É o caso do Sindicato dos Metalúrgicos do ABC, em São Paulo. Com data-base em novembro, eles querem negociar neste ano o subsídio ou a criação de um fundo voltado à formação e à qualificação dos trabalhadores. Rafael Marques, secretário-geral da entidade, diz que a idéia é que as empresas contribuam para este projeto que teria a prefeitura como parceira. Segundo ele, o Estado de São Paulo ainda tem uma indústria muito antiga e uma forma de modernizá-la é pela qualificação da mão-de-obra.
Outra reivindicação que está na pauta é a ampliação do auxílio-creche, valor recebido pelas famílias que têm filhos. Hoje os metalúrgicos têm direito a este benefício por um ano. "A idéia é chegar aos seis anos", conta Marques. Pode parecer um aumento muito grande, mas o sindicalista afirma que na Scania os trabalhadores já têm este direito.

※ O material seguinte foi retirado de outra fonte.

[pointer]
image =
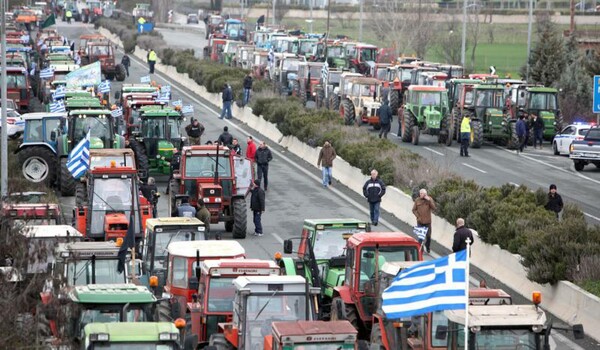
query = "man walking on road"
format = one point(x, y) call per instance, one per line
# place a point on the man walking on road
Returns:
point(257, 205)
point(326, 157)
point(422, 209)
point(460, 236)
point(555, 203)
point(262, 158)
point(373, 190)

Neste ano, ao contrário de 2006, quando se beneficiaram do acordo bianual fechado em 2005, os metalúrgicos precisarão negociar também o reajuste dos salários.

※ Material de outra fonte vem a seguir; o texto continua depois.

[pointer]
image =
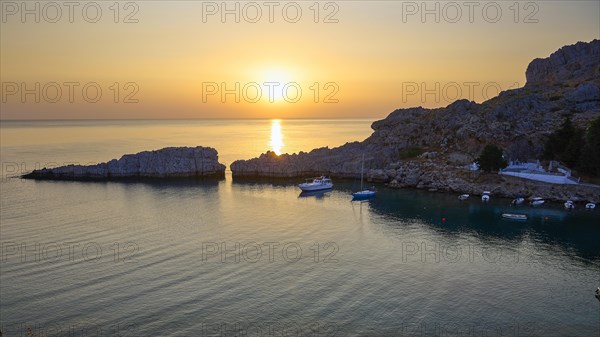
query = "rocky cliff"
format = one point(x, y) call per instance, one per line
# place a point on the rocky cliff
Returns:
point(169, 162)
point(429, 147)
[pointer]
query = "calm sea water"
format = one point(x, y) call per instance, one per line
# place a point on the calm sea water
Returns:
point(197, 258)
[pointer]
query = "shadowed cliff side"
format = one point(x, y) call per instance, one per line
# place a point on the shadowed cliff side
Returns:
point(410, 143)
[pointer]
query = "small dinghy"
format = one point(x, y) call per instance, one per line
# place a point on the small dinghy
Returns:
point(517, 217)
point(316, 184)
point(485, 197)
point(518, 201)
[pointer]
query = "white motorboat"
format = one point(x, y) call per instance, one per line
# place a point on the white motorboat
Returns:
point(363, 194)
point(316, 184)
point(485, 197)
point(511, 216)
point(518, 201)
point(536, 201)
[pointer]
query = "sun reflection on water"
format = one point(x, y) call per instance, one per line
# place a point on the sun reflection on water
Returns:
point(276, 142)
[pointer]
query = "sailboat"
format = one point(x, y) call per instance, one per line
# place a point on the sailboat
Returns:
point(363, 194)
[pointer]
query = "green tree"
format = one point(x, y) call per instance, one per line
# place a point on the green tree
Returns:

Os 3,1 mil trabalhadores nas companhias de trens urbanos do Rio, Belo Horizonte, Recife, Maceió, João Pessoa seguiram o exemplo dos metalúrgicos e conseguiram um feito inédito no setor público: negociaram, na semana passada, reajuste real para dois anos. O aumento será de 6% além da inflação, parte dele concedido agora e parte em 2008. Conseguiram também a incorporação aos salários de um abono fixo no valor de R$ 40 que era pago desde 2001. Com isso, a partir de 2008, o reajuste incidiria também sobre esse valor.
Já os empregados nas empresas farmacêuticas do Estado de São Paulo conseguiram ampliar um acordo fechado em 2006. Por meio dele, as companhias com mais de 200 empregados são obrigadas a fornecer medicamentos com desconto aos funcionários. Neste ano, o sindicato conseguiu incluir no acordo mais empresas, já que a obrigatoriedade passou a ser para quem emprega a partir de 100 pessoas.
O desconto mínimo no medicamento fica em torno de 30%, diz Sergio Luiz Leite, secretário-executivo da Federação dos Químicos de São Paulo, chegando a 80%, e beneficia 7 mil trabalhadores. O acordo só não inclui subsídio a medicamentos de uso controlado que sejam oferecidos pela rede pública. Em novembro deste ano, Leite pretende fechar este mesmo acordo com as indústrias do ramo químico, que não aderiram a ele no ano passado. Se isto acontecer, 70 mil trabalhadores serão beneficiados.
O supervisor do escritório regional de São Paulo do Departamento Intersindical de Estatística e Estudos Sócio-econômicos (Dieese), José Silvestre de Oliveira, diz que em função do próprio cenário de inflação baixa e estabilizada, surgem novos temas no debate com patrões, que obrigam os trabalhadores a darem maior consistência às negociações. "Benefícios e salários indiretos, como vale-refeição, convênio e cesta básica passam a ser tão ou mais importantes que o aumento do salário além da inflação", afirma Oliveira.
Nem todos, porém, se atém aos salários indiretos. Os trabalhadores nas indústrias de brinquedos no Estado de São Paulo, representados pelo Sindbrinq-SP e com data-base em junho, fecharam um acordo que elevou em 2,43% além da inflação seus rendimentos. Uma conquista muito comemorada, no entanto, foi o direito a duas folgas anuais de meio período para que os pais possam comparecer às reuniões escolares de seus filhos. "Com a inflação e o desemprego em alta, os trabalhadores estavam sempre de olho no retrovisor, vendo o passado. A situação atual requer um esforço para olhar para frente e pensar as necessidades de cada categoria", diz Oliveira.